March 21, 2017
Sitting at your favorite spot in the library, whether it’s looking out the window of the second floor apse or at a table with your group, you may not have thought about the amount of money it takes for UCCS to have the library materials and resources it does today.
The Kraemar Family Library’s expenditures exceeded $3.5 million in the 2015-16 fiscal year, with spending going to materials, operations fees and salaries of employees.
The library also circulated 86,035 materials during the 2015-16 fiscal year. This includes materials like books, headphones and bike locks for students.
The library’s materials budget is used to purchase new books, computer software, databases and other materials that circulate to students throughout the academic year.
As far as how materials are selected, each librarian covers their own subject in the library and selects materials to purchase in that area. Students, faculty and other members of the UCCS community often give input on what books the library acquires.
“It’s up to the librarian to keep up with what’s out there from other publishers and review sources as well as trending things in the news and media,” said Martin Garnar, dean of the library.
Once the library decides to remove a book from the collection, it is offered to other libraries. This includes public libraries, community colleges and prison libraries. According to Garnar, lower-income libraries will typically accept books that the library circulates out.

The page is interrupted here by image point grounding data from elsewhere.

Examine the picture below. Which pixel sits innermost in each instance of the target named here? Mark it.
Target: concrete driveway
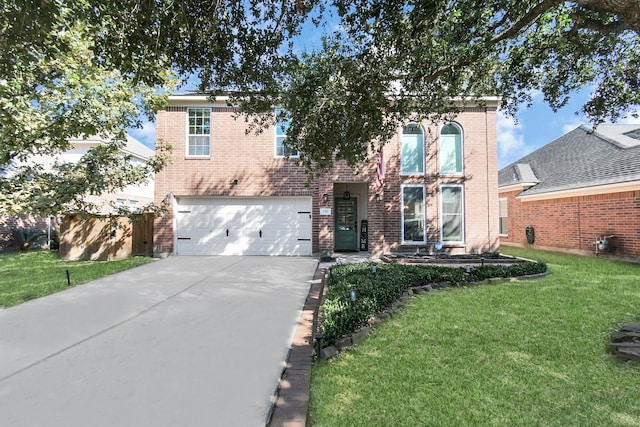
(184, 341)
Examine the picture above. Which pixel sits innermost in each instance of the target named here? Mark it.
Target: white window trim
(462, 215)
(196, 156)
(456, 124)
(275, 142)
(424, 145)
(424, 214)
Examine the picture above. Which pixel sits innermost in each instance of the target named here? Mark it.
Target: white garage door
(244, 226)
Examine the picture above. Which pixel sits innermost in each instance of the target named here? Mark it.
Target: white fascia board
(586, 191)
(514, 187)
(195, 99)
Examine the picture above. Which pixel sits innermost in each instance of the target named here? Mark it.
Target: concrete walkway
(185, 341)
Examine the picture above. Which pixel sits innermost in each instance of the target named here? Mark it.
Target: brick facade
(572, 224)
(249, 159)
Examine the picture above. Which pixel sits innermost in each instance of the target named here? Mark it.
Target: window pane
(452, 215)
(281, 135)
(503, 216)
(451, 149)
(199, 131)
(413, 214)
(412, 155)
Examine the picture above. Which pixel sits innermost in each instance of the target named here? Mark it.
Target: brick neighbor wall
(571, 224)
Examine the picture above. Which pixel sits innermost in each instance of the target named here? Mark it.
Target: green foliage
(376, 291)
(529, 353)
(54, 86)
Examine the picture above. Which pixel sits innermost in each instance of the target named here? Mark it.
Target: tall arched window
(412, 150)
(451, 149)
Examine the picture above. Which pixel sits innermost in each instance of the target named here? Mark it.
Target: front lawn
(516, 353)
(34, 274)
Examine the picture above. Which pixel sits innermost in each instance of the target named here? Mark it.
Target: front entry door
(346, 225)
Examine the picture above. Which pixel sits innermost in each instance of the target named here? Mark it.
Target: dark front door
(346, 225)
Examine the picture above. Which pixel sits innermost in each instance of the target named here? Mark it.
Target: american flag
(380, 171)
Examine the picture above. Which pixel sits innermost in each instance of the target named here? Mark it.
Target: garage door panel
(244, 226)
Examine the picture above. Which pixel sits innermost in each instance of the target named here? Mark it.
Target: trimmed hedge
(377, 286)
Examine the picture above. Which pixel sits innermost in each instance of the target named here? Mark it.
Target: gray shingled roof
(579, 159)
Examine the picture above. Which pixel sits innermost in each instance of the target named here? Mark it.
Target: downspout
(486, 141)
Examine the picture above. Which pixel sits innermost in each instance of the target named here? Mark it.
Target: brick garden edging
(360, 335)
(291, 400)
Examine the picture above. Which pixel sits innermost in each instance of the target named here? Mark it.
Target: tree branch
(527, 19)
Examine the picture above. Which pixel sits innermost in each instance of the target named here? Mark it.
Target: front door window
(346, 234)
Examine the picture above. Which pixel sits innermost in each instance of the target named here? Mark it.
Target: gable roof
(580, 159)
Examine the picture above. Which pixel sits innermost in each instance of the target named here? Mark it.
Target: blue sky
(536, 125)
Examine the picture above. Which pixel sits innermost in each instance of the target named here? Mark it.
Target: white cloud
(630, 120)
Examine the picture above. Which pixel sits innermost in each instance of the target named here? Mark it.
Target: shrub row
(358, 291)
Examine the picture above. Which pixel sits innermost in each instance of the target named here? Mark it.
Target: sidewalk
(292, 403)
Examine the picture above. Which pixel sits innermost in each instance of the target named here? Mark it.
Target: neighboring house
(230, 192)
(579, 193)
(131, 196)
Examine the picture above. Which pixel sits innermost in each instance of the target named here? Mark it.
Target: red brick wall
(249, 158)
(572, 224)
(480, 181)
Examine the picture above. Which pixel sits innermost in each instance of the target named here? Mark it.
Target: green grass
(34, 274)
(525, 353)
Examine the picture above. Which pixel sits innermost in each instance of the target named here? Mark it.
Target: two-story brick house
(233, 192)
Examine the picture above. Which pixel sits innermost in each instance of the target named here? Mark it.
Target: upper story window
(413, 214)
(451, 149)
(282, 124)
(199, 132)
(504, 217)
(452, 213)
(412, 150)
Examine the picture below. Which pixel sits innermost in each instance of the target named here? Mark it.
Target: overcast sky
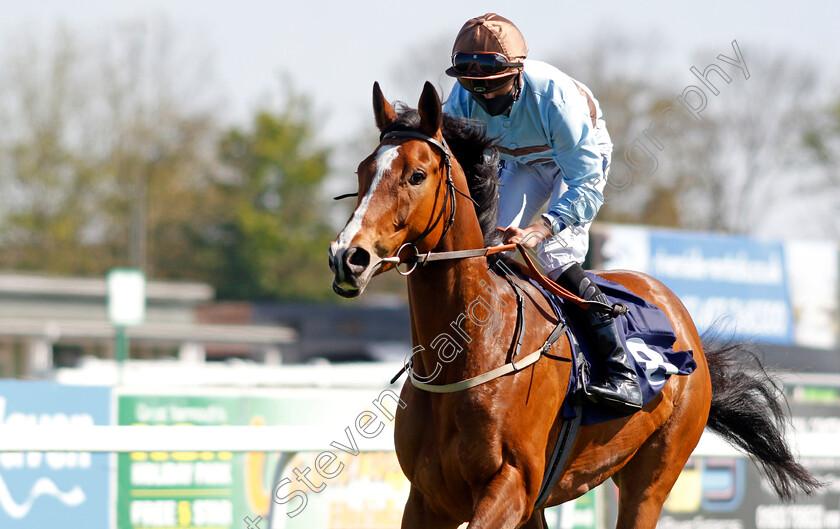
(336, 50)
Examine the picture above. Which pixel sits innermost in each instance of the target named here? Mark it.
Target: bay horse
(479, 455)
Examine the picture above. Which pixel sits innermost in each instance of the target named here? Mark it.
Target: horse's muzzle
(352, 270)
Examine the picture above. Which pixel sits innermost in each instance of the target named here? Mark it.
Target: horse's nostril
(357, 257)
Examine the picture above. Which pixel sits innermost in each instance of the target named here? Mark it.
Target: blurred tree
(741, 169)
(822, 142)
(272, 242)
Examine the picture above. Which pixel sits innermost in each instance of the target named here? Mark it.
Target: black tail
(747, 411)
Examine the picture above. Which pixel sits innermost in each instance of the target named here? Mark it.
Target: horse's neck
(457, 304)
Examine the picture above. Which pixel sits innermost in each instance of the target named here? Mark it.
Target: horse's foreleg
(502, 505)
(418, 515)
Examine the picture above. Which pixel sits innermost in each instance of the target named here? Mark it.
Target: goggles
(484, 86)
(481, 63)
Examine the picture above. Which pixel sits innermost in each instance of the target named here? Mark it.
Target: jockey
(555, 149)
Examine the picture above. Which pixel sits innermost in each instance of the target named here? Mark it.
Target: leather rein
(531, 270)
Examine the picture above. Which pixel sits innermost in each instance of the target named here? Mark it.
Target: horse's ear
(429, 108)
(382, 110)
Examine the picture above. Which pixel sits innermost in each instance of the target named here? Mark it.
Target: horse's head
(406, 195)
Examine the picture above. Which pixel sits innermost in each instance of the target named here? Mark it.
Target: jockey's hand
(530, 237)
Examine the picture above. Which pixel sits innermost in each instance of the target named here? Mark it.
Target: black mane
(477, 155)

The library will hold onto a book if it is the last print copy, as part of a “shared print trust,” to make sure the book does not disappear from the state, Garnar said.
“We want to make sure that we don’t lose it as part of the cultural heritage of the state,” said Garnar.
“Usually, when we are looking to withdraw a book from the collection, it is because (it) may be damaged or falling apart, has old information or it never gets checked out,” said Garnar. “We have limited space, and we can’t keep every single thing that we buy.”
If other libraries do not accept the books, they are sent to a company called Better World Books.
The third option is to recycle the unwanted books.
“Not every recycling company will take books. More often than not, they will just landfill them, and we do not want that to happen.”
The Kraemer Family Library also accepts gifts and donations from retiring professors and other community members.
“Unfortunately, people tend to give books that are falling apart and wouldn’t stand up to multiple uses,” said Garnar.
Many students fail to realize all that libraries provide, according to Garnar. A lot of the online content that students access for research come from the library; students pay for the access.
“You can sit in your dorm room and look up the article and think, ‘I don’t need to go to the library,’ but you just did. You just visited the library; we just are no longer bound by these walls,” said Garnar.